And there was no message for them at the desk, and no one had telephoned.

‘Maybe he’s got a whole party of funeral guests on his hands still,’ said Tossa, ‘and hasn’t had time to think about us yet. I don’t know what happens, there may be family customs… I know there don’t seem to be any more near relatives, but there must be some distant ones around somewhere… and then all the business connections, with a family like that…’

‘We’ve got to find out,’ said Dominic. ‘I’d better ring him, if he won’t ring us.’

He made the call from their own sitting-room upstairs. A high, harassed voice answered in Hindi, and after a wait of some minutes Cousin Vasudev’s agitated English flooded Dominic’s ear with salutations, apologies and protestations, effusive with goodwill but fretful with weariness and hagridden with responsibilities.

‘It is unfilial, one cannot understand such behaviour. Everything I have had to do myself, everything. And into the bargain, with these newspapermen giving me no peace… It is a decadent time, Mr Felse, in all countries of the world duties are shirked, family ties neglected… The old order breaks down, and nothing is sacred any longer. What can we do? It is left for the dutiful to carry other people’s burdens as well as their own…’

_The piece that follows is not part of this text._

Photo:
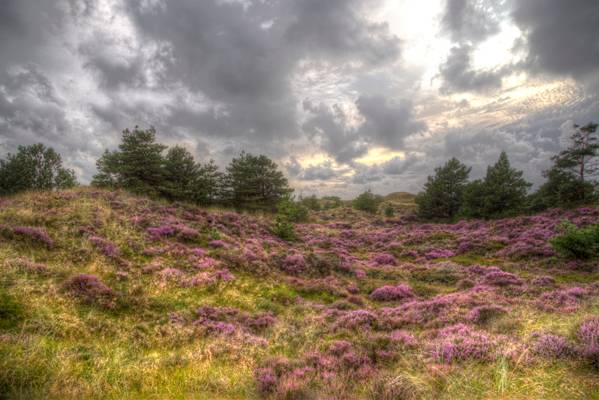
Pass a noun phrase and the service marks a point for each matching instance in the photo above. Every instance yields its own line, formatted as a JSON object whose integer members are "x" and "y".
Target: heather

It seemed that Dominic’s question had not merely answered itself, somewhere in the flood of words, but also been washed clean away on the tide. Nevertheless, when he could get a word in he asked it.

‘Do you mean that Anjli’s father has not come home? Not even for the funeral?’

‘He has not. Everything is left to me. One cannot understand how a son could…’

‘And he hasn’t written, either? After all, he might be abroad somewhere…’

‘I assure you, Mr Felse, certain preliminaries are necessary before Indian citizens go abroad. The authorities would know if that was the case, and of course I did, very discreetly, you understand… strictly private enquiries… My aunt did not wish it, but I felt it to be my duty… No, there has been no word from him at all. The position as far as that is concerned is quite unchanged…’

Dominic extricated himself from the current, made the best farewells he could, and hung up the receiver. They looked at one another, and for some minutes thought and were silent. Not because they had nothing to say, but because what was uppermost in two minds was not to be expressed in front of Anjli. Why, thought Dominic blankly, did it never occur to us until now to wonder whether he really did go of his own will? And whether there might not be a completely final reason why he hasn’t come back? And has that really never occurred to Cousin Vasudev, either? In all this time, and with that much money at stake?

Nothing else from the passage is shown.